Мама встретила дочь встревоженно.

— Лена, Леночка, разве так можно? Новый район, света — только что от окошек, все дома — на одно лицо. Я уж решила, ты заблудилась. Где ты была?

— В Переделкино, у писателей. Мама, мама, там совсем другая жизнь, почему же мы…

Мать поняла ее с полуслова.

— Детка, у каждого своя судьба. Но твоя еще даже не начиналась. Смотри, какой колледж я отыскала. Здесь, на юго-западе, сравнительно недалеко.

Наталья Петровна протянула дочери купленный накануне справочник. Красным было обведено объявление в центре.

— Юридический? — удивленно подняла брови Лена. — Но я собиралась в Иняз…

— Детка, — заволновалась Наталья Петровна, — с английским у тебя все в порядке. Захочешь — поступишь. Только хороший язык — а он у тебя хороший — еще не профессия. Юристы нужны каждой фирме, и вообще — это настоящее, широкое образование.

— Если приличный колледж, — добавила Лена.

— Да, конечно, — согласилась с ней мать. — Но мы поймем это сразу.

2

Колледж оказался вполне приличным, и каким-то боком он примыкал к МГУ — даже университет вынужден был теперь зарабатывать, чтобы выжить. Лена и здесь училась отлично, хотя было трудно, и многое — юридические, к примеру, тонкости — требовало длительных размышлений.

— Трудно, но интересно, — не сдавалась она.

— Тебе все интересно, — улыбалась мать. — Жажда знаний — это и есть интерес к жизни. — Втайне она гордилась дочерью. — А как коллектив?

— Да его, можно сказать, и нет вовсе, — хмыкала Лена. — Каждый сам по себе, даже странно. Никто ни с кем почти не общается. Отучились — и по домам.

Она скучала по школе, но никому, кроме Тани, не звонила, хотя часто вспоминала, например, Димку, особенно их разговор у окна. Потом даже Таня от нее отдалилась: общие интересы исчезли, в помощи Лены больше она не нуждалась — сочинения там, контрольные, — и очень скоро, невозможно скоро, Лена осталась одна.

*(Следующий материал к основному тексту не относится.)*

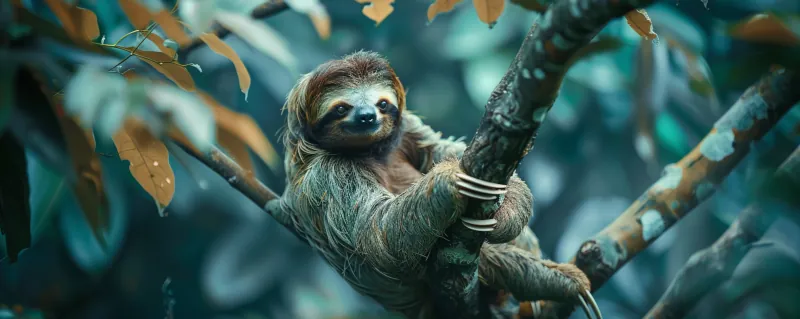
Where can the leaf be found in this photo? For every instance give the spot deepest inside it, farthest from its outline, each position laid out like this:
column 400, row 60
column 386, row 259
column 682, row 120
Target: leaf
column 163, row 63
column 162, row 45
column 220, row 47
column 765, row 28
column 15, row 210
column 441, row 6
column 258, row 35
column 489, row 10
column 172, row 28
column 235, row 149
column 190, row 114
column 137, row 13
column 316, row 12
column 533, row 5
column 89, row 185
column 149, row 161
column 198, row 14
column 78, row 22
column 640, row 22
column 377, row 10
column 244, row 128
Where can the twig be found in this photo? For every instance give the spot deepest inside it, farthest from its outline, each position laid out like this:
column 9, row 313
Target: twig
column 710, row 267
column 514, row 112
column 685, row 184
column 266, row 10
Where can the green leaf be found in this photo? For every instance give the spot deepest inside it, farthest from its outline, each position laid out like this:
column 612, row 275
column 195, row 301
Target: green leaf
column 670, row 135
column 190, row 114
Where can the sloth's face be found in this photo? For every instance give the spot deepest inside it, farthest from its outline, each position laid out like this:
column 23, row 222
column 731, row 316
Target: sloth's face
column 357, row 116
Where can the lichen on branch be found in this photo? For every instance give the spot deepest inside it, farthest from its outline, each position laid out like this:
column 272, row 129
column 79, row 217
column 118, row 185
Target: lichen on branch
column 687, row 183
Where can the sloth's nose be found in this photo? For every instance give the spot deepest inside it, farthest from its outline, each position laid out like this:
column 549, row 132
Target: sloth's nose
column 365, row 116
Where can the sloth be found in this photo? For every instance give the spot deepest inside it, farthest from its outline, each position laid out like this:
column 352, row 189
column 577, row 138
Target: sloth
column 371, row 188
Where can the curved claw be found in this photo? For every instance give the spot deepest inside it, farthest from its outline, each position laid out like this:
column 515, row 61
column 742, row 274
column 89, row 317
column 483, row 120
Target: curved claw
column 594, row 305
column 585, row 307
column 479, row 189
column 481, row 225
column 476, row 196
column 595, row 309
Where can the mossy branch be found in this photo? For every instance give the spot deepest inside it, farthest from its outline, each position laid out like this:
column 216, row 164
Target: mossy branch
column 687, row 183
column 514, row 113
column 710, row 267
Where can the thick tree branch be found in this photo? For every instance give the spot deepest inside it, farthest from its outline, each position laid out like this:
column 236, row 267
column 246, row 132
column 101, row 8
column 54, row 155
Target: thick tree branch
column 266, row 10
column 687, row 183
column 513, row 115
column 710, row 267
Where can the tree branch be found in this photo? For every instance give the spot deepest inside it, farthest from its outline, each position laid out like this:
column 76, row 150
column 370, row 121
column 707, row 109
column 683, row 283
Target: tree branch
column 513, row 115
column 685, row 184
column 710, row 267
column 266, row 10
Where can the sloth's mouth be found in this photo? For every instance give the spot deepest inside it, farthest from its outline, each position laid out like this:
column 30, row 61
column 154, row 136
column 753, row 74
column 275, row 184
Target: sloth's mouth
column 363, row 128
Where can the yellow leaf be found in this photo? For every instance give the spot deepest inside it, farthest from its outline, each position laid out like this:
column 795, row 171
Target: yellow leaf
column 235, row 148
column 244, row 128
column 489, row 10
column 441, row 6
column 137, row 13
column 322, row 23
column 765, row 28
column 149, row 161
column 172, row 28
column 532, row 5
column 89, row 184
column 640, row 22
column 163, row 63
column 377, row 10
column 78, row 22
column 222, row 48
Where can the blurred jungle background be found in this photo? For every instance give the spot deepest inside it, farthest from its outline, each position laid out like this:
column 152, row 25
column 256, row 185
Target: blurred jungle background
column 626, row 109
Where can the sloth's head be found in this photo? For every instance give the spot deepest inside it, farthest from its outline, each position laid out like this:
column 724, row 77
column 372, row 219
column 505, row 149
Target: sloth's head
column 351, row 104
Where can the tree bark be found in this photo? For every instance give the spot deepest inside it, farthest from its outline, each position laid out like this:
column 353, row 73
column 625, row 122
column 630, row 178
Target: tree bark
column 710, row 267
column 514, row 113
column 687, row 183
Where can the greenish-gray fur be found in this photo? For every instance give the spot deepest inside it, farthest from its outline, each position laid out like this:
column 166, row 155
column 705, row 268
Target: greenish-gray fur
column 379, row 239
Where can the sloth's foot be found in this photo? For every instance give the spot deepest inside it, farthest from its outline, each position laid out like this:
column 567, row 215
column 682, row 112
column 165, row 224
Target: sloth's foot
column 479, row 189
column 581, row 291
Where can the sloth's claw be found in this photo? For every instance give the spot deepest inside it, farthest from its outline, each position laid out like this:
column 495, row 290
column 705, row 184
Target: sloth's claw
column 585, row 307
column 481, row 225
column 480, row 182
column 583, row 297
column 479, row 189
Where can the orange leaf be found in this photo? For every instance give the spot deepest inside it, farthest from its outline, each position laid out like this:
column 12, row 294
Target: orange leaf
column 78, row 22
column 244, row 128
column 441, row 6
column 640, row 22
column 88, row 187
column 377, row 10
column 163, row 63
column 149, row 161
column 765, row 28
column 532, row 5
column 489, row 10
column 137, row 13
column 222, row 48
column 172, row 28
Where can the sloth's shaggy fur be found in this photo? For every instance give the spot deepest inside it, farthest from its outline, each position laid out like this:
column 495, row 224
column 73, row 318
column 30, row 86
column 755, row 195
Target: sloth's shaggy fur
column 375, row 213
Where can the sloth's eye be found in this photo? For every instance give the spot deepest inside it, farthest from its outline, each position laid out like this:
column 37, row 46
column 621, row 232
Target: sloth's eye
column 382, row 105
column 341, row 109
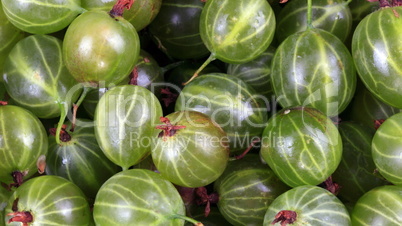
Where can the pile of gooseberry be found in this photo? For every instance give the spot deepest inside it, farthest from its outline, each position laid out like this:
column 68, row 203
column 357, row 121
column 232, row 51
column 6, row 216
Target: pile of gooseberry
column 200, row 112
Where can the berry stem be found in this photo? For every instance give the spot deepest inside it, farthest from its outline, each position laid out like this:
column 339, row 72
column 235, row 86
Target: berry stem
column 285, row 217
column 25, row 217
column 191, row 220
column 168, row 129
column 84, row 93
column 209, row 60
column 119, row 7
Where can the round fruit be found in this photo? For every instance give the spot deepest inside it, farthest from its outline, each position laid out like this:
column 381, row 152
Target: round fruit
column 355, row 173
column 302, row 146
column 139, row 196
column 237, row 31
column 176, row 29
column 36, row 78
column 23, row 141
column 48, row 200
column 379, row 206
column 333, row 16
column 369, row 110
column 314, row 68
column 80, row 160
column 140, row 15
column 41, row 17
column 100, row 48
column 256, row 73
column 307, row 205
column 192, row 150
column 125, row 121
column 376, row 51
column 246, row 192
column 228, row 101
column 387, row 151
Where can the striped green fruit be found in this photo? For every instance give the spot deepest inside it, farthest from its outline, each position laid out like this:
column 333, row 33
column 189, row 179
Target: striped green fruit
column 302, row 146
column 139, row 197
column 100, row 49
column 313, row 206
column 333, row 16
column 237, row 31
column 4, row 196
column 149, row 75
column 23, row 141
column 229, row 102
column 9, row 36
column 386, row 149
column 314, row 68
column 376, row 51
column 140, row 15
column 125, row 121
column 50, row 200
column 176, row 29
column 246, row 192
column 355, row 173
column 80, row 160
column 256, row 73
column 379, row 206
column 36, row 78
column 193, row 156
column 368, row 110
column 41, row 17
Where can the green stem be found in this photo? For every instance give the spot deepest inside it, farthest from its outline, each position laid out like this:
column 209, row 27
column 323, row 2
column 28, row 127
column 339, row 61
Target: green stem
column 209, row 60
column 309, row 14
column 171, row 66
column 191, row 220
column 63, row 115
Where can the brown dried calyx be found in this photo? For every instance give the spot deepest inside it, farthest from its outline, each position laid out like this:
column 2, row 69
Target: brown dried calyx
column 204, row 199
column 119, row 7
column 64, row 135
column 285, row 217
column 168, row 129
column 25, row 217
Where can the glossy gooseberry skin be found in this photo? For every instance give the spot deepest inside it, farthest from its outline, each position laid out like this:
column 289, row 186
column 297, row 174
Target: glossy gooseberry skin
column 230, row 102
column 333, row 16
column 376, row 52
column 138, row 196
column 43, row 83
column 313, row 206
column 237, row 31
column 140, row 15
column 24, row 140
column 302, row 146
column 9, row 36
column 366, row 109
column 379, row 206
column 256, row 73
column 314, row 68
column 100, row 48
column 193, row 156
column 125, row 118
column 42, row 17
column 246, row 189
column 80, row 160
column 176, row 29
column 51, row 199
column 355, row 174
column 387, row 149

— Ну и забралась ты… Прямо край света, — сказала Таня на новоселье, и с тех пор Лена ее не видела.

«Никому, кроме мамы, я не нужна, — думала Лена. — Как жить в таком одиночестве?» Спасал бешеный ритм жизни, спасала, как ни странно, дорога: маршрутка — метро — троллейбус, а вечером — троллейбус — метро — маршрутка. Покачиваясь от усталости, Лена быстро съедала приготовленный мамой ужин и садилась за стол — заниматься. Но все равно, даже во сне чувствовала она свое одиночество.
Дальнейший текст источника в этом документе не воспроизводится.